A multi-dimensional array is just a large block of memory, so we can treat it like one, similar to how memset()
works. This requires unsafe code. I wouldn't say it's worth doing unless it's really performance critical. This is a fun exercise, though, so here are some benchmarks using BenchmarkDotNet:
public class ArrayFillBenchmark
{
const int length1 = 1000;
const int length2 = 1000;
readonly double[,] _myArray = new double[length1, length2];
[Benchmark]
public void MultidimensionalArrayLoop()
{
for (int i = 0; i < length1; i++)
for (int j = 0; j < length2; j++)
_myArray[i, j] = double.PositiveInfinity;
}
[Benchmark]
public unsafe void MultidimensionalArrayNaiveUnsafeLoop()
{
fixed (double* a = &_myArray[0, 0])
{
double* b = a;
for (int i = 0; i < length1; i++)
for (int j = 0; j < length2; j++)
*b++ = double.PositiveInfinity;
}
}
[Benchmark]
public unsafe void MultidimensionalSpanFill()
{
fixed (double* a = &_myArray[0, 0])
{
double* b = a;
var span = new Span<double>(b, length1 * length2);
span.Fill(double.PositiveInfinity);
}
}
[Benchmark]
public unsafe void MultidimensionalSseFill()
{
var vectorPositiveInfinity = Vector128.Create(double.PositiveInfinity);
fixed (double* a = &_myArray[0, 0])
{
double* b = a;
ulong i = 0;
int size = Vector128<double>.Count;
ulong length = length1 * length2;
for (; i < (length & ~(ulong)15); i += 16)
{
Sse2.Store(b+size*0, vectorPositiveInfinity);
Sse2.Store(b+size*1, vectorPositiveInfinity);
Sse2.Store(b+size*2, vectorPositiveInfinity);
Sse2.Store(b+size*3, vectorPositiveInfinity);
Sse2.Store(b+size*4, vectorPositiveInfinity);
Sse2.Store(b+size*5, vectorPositiveInfinity);
Sse2.Store(b+size*6, vectorPositiveInfinity);
Sse2.Store(b+size*7, vectorPositiveInfinity);
b += size*8;
}
for (; i < (length & ~(ulong)7); i += 8)
{
Sse2.Store(b+size*0, vectorPositiveInfinity);
Sse2.Store(b+size*1, vectorPositiveInfinity);
Sse2.Store(b+size*2, vectorPositiveInfinity);
Sse2.Store(b+size*3, vectorPositiveInfinity);
b += size*4;
}
for (; i < (length & ~(ulong)3); i += 4)
{
Sse2.Store(b+size*0, vectorPositiveInfinity);
Sse2.Store(b+size*1, vectorPositiveInfinity);
b += size*2;
}
for (; i < length; i++)
{
*b++ = double.PositiveInfinity;
}
}
}
}
Results:
| Method | Mean | Error | StdDev | Ratio |
|------------------------------------- |-----------:|----------:|----------:|------:|
| MultidimensionalArrayLoop | 1,083.1 us | 11.797 us | 11.035 us | 1.00 |
| MultidimensionalArrayNaiveUnsafeLoop | 436.2 us | 8.567 us | 8.414 us | 0.40 |
| MultidimensionalSpanFill | 321.2 us | 6.404 us | 10.875 us | 0.30 |
| MultidimensionalSseFill | 231.9 us | 4.616 us | 11.323 us | 0.22 |
MultidimensionalArrayLoop
is slow because of bounds checking.

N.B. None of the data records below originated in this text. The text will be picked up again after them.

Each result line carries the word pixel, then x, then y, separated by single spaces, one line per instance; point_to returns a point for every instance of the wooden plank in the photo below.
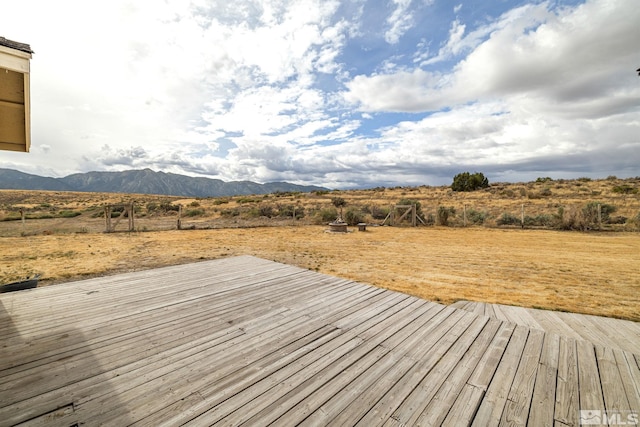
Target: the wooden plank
pixel 516 411
pixel 629 377
pixel 615 397
pixel 298 396
pixel 433 346
pixel 590 387
pixel 221 390
pixel 567 387
pixel 468 354
pixel 495 399
pixel 544 392
pixel 407 387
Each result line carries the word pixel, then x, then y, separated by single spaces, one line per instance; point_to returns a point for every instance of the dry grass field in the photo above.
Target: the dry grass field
pixel 593 272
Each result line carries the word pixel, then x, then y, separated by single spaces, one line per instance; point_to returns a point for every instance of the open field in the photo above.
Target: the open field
pixel 594 273
pixel 63 238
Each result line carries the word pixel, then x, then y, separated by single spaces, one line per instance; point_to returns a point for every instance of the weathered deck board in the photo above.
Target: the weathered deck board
pixel 607 332
pixel 245 340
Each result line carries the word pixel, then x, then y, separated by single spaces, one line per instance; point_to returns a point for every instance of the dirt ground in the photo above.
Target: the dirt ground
pixel 594 273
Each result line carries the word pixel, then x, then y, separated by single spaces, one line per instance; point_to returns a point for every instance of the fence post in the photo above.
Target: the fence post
pixel 464 215
pixel 131 219
pixel 107 218
pixel 413 215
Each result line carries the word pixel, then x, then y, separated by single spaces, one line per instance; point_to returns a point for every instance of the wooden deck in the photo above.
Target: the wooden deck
pixel 604 331
pixel 248 341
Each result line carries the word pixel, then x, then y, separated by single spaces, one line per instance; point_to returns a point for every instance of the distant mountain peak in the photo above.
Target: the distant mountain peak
pixel 144 181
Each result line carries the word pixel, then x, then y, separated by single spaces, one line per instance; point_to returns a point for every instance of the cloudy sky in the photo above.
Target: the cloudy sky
pixel 344 94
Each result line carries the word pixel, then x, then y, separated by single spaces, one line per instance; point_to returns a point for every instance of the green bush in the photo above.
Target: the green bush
pixel 287 211
pixel 443 214
pixel 508 219
pixel 408 202
pixel 477 217
pixel 378 212
pixel 541 220
pixel 194 212
pixel 353 217
pixel 466 181
pixel 228 213
pixel 69 214
pixel 625 189
pixel 327 215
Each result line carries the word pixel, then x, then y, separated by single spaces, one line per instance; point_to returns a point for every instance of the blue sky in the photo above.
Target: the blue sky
pixel 344 94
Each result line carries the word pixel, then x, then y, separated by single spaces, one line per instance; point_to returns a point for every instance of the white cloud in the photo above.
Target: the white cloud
pixel 399 22
pixel 251 89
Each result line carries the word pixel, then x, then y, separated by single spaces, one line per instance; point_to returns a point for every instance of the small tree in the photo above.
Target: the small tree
pixel 466 181
pixel 339 202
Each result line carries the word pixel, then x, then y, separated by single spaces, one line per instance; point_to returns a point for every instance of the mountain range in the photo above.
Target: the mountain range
pixel 144 181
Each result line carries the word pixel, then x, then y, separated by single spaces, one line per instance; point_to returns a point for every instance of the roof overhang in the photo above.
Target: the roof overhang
pixel 15 108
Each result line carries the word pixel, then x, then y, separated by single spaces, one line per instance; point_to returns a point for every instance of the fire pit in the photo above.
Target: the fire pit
pixel 28 283
pixel 338 226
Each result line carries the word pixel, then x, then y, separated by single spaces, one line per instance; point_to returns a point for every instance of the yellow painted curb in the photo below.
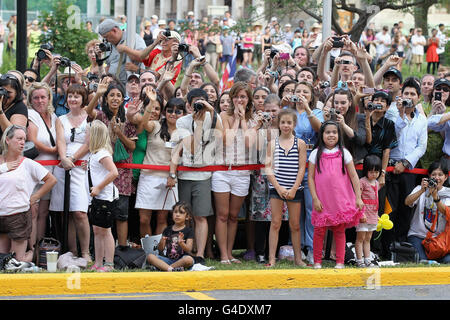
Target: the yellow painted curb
pixel 148 282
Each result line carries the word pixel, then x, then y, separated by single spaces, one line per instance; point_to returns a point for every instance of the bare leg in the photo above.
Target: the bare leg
pixel 145 216
pixel 275 225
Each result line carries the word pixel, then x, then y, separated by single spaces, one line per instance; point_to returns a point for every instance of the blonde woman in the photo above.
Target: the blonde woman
pixel 18 178
pixel 102 172
pixel 42 132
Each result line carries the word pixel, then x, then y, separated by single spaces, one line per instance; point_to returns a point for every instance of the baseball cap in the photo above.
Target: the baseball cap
pixel 107 25
pixel 395 72
pixel 440 82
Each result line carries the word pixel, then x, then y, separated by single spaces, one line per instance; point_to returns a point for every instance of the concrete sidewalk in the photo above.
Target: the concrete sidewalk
pixel 30 284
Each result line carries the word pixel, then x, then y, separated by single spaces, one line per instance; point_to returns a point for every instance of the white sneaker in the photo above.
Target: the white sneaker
pixel 310 257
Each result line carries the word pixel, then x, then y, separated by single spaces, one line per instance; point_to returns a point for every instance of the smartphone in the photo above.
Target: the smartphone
pixel 284 56
pixel 368 90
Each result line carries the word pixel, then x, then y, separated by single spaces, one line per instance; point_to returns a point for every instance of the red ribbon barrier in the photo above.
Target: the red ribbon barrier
pixel 207 168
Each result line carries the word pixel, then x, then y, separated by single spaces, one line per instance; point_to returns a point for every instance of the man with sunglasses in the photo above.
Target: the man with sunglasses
pixel 111 31
pixel 440 122
pixel 30 76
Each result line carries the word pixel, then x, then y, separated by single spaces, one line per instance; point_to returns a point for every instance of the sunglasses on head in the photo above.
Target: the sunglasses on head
pixel 443 88
pixel 30 79
pixel 173 110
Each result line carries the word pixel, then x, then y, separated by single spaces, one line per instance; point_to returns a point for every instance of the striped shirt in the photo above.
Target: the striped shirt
pixel 285 165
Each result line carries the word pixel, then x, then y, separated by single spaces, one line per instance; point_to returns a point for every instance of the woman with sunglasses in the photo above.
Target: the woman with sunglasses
pixel 353 126
pixel 12 110
pixel 42 132
pixel 72 145
pixel 153 191
pixel 18 177
pixel 123 138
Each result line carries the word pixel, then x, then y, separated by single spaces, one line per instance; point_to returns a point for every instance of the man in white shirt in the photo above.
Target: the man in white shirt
pixel 411 131
pixel 383 42
pixel 418 42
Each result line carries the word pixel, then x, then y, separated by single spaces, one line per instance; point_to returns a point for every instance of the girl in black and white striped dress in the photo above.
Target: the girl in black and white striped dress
pixel 285 168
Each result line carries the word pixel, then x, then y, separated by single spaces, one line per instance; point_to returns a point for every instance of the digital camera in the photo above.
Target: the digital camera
pixel 105 46
pixel 432 183
pixel 41 55
pixel 374 106
pixel 333 114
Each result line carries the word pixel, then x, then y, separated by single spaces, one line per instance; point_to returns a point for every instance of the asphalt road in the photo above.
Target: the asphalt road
pixel 429 292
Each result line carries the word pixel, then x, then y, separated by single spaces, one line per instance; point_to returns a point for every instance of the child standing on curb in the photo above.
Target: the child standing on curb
pixel 332 178
pixel 102 172
pixel 285 168
pixel 176 242
pixel 368 223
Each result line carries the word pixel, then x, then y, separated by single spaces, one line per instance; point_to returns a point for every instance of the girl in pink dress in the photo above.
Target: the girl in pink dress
pixel 332 178
pixel 368 223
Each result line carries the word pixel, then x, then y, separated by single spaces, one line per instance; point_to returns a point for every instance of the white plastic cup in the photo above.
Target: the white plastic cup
pixel 52 260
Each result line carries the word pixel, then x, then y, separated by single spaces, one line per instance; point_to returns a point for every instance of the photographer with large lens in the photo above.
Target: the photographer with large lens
pixel 12 110
pixel 116 63
pixel 93 53
pixel 429 199
pixel 156 59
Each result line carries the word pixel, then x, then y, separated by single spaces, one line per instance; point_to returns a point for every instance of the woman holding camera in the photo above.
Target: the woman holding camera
pixel 42 132
pixel 152 194
pixel 430 199
pixel 72 145
pixel 123 136
pixel 309 120
pixel 231 187
pixel 353 126
pixel 12 110
pixel 18 177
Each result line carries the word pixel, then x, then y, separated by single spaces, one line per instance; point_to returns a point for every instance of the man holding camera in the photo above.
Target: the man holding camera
pixel 411 131
pixel 195 147
pixel 117 61
pixel 155 58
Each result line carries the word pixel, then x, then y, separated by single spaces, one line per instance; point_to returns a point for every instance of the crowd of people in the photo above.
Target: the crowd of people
pixel 309 123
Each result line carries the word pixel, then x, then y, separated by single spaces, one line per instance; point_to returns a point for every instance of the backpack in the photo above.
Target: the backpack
pixel 350 255
pixel 129 258
pixel 404 252
pixel 437 247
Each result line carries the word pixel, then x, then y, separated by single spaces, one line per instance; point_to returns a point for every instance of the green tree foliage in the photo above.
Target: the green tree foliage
pixel 67 37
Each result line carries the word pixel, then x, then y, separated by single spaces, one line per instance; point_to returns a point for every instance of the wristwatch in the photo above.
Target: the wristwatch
pixel 405 163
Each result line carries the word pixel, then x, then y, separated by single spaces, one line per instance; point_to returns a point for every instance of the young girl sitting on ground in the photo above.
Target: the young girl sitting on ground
pixel 102 172
pixel 332 178
pixel 176 242
pixel 368 223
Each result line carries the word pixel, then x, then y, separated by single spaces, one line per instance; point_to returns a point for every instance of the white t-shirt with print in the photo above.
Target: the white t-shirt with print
pixel 16 186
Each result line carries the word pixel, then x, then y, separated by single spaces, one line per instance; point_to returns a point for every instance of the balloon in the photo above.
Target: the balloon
pixel 387 224
pixel 379 227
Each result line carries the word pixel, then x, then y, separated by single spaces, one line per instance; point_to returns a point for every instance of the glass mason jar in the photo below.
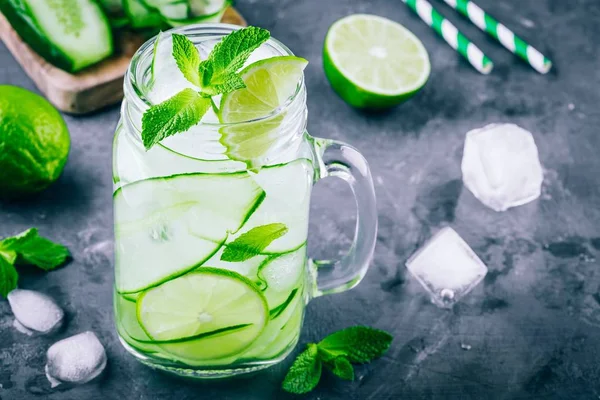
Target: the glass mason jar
pixel 191 296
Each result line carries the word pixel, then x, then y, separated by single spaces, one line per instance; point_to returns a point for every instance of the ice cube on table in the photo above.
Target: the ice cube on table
pixel 501 166
pixel 35 312
pixel 447 267
pixel 77 359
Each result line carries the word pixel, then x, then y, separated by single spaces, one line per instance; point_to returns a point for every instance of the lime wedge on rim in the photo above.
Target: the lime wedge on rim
pixel 204 315
pixel 372 62
pixel 270 83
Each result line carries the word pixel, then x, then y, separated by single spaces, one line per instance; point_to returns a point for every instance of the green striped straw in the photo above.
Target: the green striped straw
pixel 451 35
pixel 501 33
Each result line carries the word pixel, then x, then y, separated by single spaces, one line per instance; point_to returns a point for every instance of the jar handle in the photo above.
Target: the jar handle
pixel 340 160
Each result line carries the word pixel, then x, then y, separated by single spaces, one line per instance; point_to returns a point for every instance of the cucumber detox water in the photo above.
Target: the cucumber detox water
pixel 211 224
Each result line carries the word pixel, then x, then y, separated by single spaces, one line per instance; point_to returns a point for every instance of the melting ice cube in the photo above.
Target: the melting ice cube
pixel 447 267
pixel 501 166
pixel 77 359
pixel 35 312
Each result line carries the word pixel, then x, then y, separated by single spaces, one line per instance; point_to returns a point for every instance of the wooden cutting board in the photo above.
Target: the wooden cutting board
pixel 95 87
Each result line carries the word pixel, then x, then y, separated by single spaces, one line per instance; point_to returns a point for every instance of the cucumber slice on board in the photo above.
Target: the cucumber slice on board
pixel 112 6
pixel 71 34
pixel 207 314
pixel 200 8
pixel 288 188
pixel 168 226
pixel 140 15
pixel 178 9
pixel 214 17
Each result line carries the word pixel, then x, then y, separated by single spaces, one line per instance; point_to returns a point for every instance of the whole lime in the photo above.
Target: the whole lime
pixel 34 143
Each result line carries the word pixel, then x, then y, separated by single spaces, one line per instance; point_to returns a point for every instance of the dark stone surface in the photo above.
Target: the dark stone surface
pixel 533 325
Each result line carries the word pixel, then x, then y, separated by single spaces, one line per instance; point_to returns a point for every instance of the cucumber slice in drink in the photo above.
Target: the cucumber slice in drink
pixel 279 333
pixel 287 201
pixel 207 314
pixel 287 337
pixel 281 275
pixel 71 34
pixel 248 268
pixel 131 163
pixel 270 83
pixel 168 226
pixel 128 326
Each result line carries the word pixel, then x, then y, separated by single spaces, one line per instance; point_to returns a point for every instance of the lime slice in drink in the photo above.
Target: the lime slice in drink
pixel 270 83
pixel 204 315
pixel 372 62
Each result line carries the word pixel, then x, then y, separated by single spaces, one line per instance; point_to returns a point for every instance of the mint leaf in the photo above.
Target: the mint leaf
pixel 342 368
pixel 32 249
pixel 218 72
pixel 8 277
pixel 187 58
pixel 305 373
pixel 177 114
pixel 253 242
pixel 360 344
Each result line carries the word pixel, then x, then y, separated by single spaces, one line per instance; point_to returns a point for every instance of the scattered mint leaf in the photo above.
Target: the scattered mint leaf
pixel 253 242
pixel 177 114
pixel 305 373
pixel 32 249
pixel 8 277
pixel 218 73
pixel 360 344
pixel 27 248
pixel 342 368
pixel 187 58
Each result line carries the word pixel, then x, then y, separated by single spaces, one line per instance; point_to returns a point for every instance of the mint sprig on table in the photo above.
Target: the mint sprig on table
pixel 27 248
pixel 337 352
pixel 216 75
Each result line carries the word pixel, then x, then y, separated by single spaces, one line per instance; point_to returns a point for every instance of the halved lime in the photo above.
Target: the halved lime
pixel 270 83
pixel 372 62
pixel 204 315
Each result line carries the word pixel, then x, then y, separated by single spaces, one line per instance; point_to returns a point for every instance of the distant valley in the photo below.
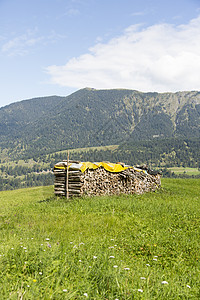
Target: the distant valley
pixel 156 128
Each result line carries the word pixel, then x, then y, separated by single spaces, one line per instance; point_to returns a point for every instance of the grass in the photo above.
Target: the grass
pixel 119 247
pixel 186 170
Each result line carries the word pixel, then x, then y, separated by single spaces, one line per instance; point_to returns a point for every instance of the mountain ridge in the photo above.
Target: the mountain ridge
pixel 90 117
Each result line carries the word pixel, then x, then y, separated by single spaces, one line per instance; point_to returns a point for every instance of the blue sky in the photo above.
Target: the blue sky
pixel 55 47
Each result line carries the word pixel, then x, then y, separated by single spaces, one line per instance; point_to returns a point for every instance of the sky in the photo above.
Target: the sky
pixel 56 47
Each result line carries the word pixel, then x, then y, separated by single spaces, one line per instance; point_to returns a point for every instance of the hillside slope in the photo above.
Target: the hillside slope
pixel 92 117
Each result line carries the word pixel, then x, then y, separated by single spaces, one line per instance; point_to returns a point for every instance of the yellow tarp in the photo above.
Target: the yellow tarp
pixel 82 166
pixel 89 165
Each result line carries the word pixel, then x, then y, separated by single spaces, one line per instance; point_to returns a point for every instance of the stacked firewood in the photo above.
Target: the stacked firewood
pixel 73 182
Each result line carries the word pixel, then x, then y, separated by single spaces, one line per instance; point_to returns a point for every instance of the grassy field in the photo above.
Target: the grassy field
pixel 119 247
pixel 182 170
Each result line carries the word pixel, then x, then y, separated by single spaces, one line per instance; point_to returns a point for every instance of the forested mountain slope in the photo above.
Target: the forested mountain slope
pixel 92 117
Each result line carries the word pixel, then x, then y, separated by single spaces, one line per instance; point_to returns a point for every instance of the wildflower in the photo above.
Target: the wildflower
pixel 85 294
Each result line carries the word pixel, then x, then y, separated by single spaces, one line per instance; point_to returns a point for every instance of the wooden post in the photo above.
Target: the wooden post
pixel 67 181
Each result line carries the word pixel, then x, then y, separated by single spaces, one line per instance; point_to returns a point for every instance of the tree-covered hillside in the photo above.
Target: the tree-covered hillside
pixel 91 117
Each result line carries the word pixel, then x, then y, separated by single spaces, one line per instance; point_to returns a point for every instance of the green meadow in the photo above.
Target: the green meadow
pixel 109 247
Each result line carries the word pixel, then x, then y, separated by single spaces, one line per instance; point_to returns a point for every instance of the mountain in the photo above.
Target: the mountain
pixel 92 117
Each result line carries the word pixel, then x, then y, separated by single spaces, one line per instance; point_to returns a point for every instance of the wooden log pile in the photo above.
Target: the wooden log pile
pixel 102 182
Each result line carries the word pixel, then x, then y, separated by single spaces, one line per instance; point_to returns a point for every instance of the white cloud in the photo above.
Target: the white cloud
pixel 159 58
pixel 24 43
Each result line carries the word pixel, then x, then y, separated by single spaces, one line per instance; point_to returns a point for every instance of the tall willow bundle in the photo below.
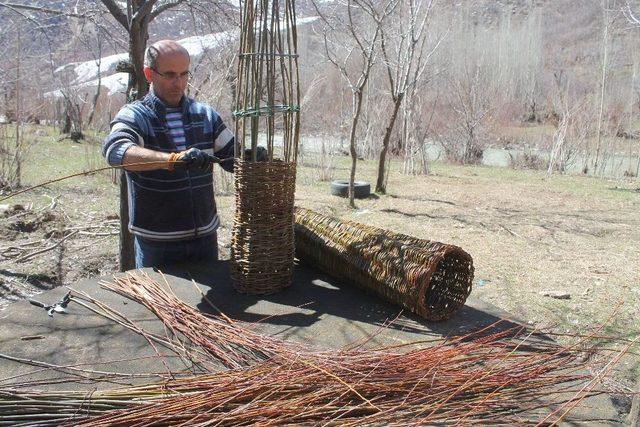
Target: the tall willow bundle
pixel 268 100
pixel 429 278
pixel 495 378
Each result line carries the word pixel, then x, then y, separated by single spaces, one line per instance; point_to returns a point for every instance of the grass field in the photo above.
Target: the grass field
pixel 526 233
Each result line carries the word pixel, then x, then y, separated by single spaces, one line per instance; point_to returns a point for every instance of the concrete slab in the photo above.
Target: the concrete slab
pixel 315 310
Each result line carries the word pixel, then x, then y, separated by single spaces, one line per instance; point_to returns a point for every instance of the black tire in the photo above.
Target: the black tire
pixel 340 188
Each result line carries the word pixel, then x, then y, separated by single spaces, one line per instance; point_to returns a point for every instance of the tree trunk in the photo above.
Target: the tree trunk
pixel 380 183
pixel 357 98
pixel 137 88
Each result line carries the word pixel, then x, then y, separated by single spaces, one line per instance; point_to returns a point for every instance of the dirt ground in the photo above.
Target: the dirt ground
pixel 528 234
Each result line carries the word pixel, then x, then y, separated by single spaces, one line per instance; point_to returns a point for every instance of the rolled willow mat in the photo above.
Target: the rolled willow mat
pixel 262 242
pixel 431 279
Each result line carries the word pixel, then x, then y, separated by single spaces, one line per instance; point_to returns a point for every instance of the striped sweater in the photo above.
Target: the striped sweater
pixel 166 205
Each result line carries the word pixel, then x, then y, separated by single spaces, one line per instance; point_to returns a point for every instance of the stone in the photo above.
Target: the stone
pixel 556 294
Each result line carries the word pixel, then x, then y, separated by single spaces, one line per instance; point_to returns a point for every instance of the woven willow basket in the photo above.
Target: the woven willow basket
pixel 262 242
pixel 428 278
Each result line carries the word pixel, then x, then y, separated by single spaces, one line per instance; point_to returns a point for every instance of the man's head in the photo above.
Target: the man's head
pixel 166 67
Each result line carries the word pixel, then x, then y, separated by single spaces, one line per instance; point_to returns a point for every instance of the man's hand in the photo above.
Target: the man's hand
pixel 261 154
pixel 191 159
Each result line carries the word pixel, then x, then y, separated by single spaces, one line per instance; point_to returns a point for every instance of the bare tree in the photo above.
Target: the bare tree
pixel 134 16
pixel 405 63
pixel 353 55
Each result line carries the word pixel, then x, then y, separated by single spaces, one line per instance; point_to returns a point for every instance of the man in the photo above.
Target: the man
pixel 165 142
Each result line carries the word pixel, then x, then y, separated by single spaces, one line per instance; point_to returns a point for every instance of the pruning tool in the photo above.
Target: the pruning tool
pixel 59 307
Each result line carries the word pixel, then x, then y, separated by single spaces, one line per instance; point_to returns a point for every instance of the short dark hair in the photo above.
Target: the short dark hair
pixel 151 56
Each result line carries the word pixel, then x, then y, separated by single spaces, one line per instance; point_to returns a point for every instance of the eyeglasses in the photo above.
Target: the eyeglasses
pixel 174 76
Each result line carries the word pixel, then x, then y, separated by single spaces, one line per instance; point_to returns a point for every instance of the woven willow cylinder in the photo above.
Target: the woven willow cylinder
pixel 428 278
pixel 262 241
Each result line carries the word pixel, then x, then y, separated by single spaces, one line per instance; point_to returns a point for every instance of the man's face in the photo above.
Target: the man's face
pixel 169 77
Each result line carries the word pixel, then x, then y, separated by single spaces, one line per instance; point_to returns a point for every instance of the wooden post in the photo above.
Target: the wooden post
pixel 127 257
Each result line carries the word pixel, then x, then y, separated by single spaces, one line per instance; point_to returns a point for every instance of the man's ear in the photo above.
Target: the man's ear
pixel 147 73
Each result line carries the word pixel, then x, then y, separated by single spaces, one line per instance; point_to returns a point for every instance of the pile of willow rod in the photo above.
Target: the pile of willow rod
pixel 429 278
pixel 268 99
pixel 495 378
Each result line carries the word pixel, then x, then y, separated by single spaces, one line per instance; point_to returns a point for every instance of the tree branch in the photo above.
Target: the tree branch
pixel 161 8
pixel 116 12
pixel 41 9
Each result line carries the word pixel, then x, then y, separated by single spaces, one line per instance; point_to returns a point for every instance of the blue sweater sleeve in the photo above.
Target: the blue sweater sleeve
pixel 124 134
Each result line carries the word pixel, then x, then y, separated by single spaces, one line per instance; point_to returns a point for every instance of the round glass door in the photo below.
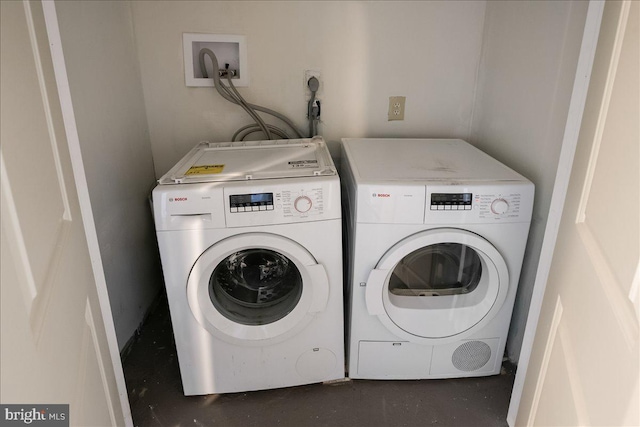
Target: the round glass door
pixel 255 286
pixel 438 285
pixel 437 270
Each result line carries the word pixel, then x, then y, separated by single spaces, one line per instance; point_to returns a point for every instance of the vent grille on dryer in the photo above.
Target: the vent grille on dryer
pixel 471 356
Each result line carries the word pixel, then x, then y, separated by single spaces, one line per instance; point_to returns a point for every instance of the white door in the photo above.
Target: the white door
pixel 254 287
pixel 438 286
pixel 53 341
pixel 584 368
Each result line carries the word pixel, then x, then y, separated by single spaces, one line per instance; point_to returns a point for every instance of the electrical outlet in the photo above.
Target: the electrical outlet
pixel 230 51
pixel 307 75
pixel 396 107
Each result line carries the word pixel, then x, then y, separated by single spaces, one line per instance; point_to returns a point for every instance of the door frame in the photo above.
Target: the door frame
pixel 80 179
pixel 561 184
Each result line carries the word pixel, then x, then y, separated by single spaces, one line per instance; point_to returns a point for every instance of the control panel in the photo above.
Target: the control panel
pixel 451 201
pixel 251 202
pixel 286 202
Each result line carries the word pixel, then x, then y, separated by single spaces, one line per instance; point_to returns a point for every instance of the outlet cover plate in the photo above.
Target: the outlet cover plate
pixel 396 107
pixel 229 49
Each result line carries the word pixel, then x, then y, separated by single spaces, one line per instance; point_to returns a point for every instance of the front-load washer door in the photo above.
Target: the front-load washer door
pixel 256 287
pixel 438 285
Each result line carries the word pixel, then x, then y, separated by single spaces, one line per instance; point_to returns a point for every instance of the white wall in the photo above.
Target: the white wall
pixel 107 97
pixel 528 66
pixel 365 51
pixel 496 73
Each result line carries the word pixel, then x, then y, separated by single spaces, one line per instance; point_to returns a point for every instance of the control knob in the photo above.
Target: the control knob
pixel 499 206
pixel 302 204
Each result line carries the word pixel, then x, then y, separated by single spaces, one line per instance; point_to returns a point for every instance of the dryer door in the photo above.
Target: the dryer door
pixel 438 285
pixel 255 287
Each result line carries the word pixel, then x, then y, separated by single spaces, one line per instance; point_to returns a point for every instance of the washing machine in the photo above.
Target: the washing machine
pixel 250 241
pixel 436 234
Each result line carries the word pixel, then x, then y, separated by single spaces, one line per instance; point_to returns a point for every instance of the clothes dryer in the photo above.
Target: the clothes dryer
pixel 436 233
pixel 250 242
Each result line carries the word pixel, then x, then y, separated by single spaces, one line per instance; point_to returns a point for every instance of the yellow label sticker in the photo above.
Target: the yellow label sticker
pixel 205 170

The JIT emits code each loop that makes sure that [i, j]
is inside the bounds of the array. The JIT can elide bounds checking sometimes, I know it does for single-dimensional arrays. I'm not sure if it does it for multi-dimensional.
MultidimensionalArrayNaiveUnsafeLoop
is essentially the same code as MultidimensionalArrayLoop
but without bounds checking. It's considerably faster, taking 40% of the time. It's considered 'Naive', though, because the loop could still be improved by unrolling the loop.
MultidimensionalSpanFill
also has no bounds check, and is more-or-less the same as MultidimensionalArrayNaiveUnsafeLoop
, however, Span.Fill
internally does loop unrolling, which is why it's a bit faster than our naive unsafe loop. It only take 30% of the time as our original.
MultidimensionalSseFill
improves on our first unsafe loop by doing two things: loop unrolling and vectorizing. This requires a CPU with Sse2 support, but it allows us to write 128-bits (16 bytes) in a single instruction. This gives us an additional speed boost, taking it down to 22% of the original. Interestingly, this same loop with Avx (256-bits) was consistently slower than the Sse2 version, so that benchmark is not included here.
But these numbers only apply to an array that is 1000x1000. As you change the size of the array, the results differ. For example, when we change the array size to 10000x10000, the results for all of the unsafe benchmarks are very close. Probably because there are more memory fetches for the larger array that it tends to equalize the smaller iterative improvements seen in the last three benchmarks.
There's a lesson in there somewhere, but I mostly just wanted to share these results, since it was a pretty fun experiment to do.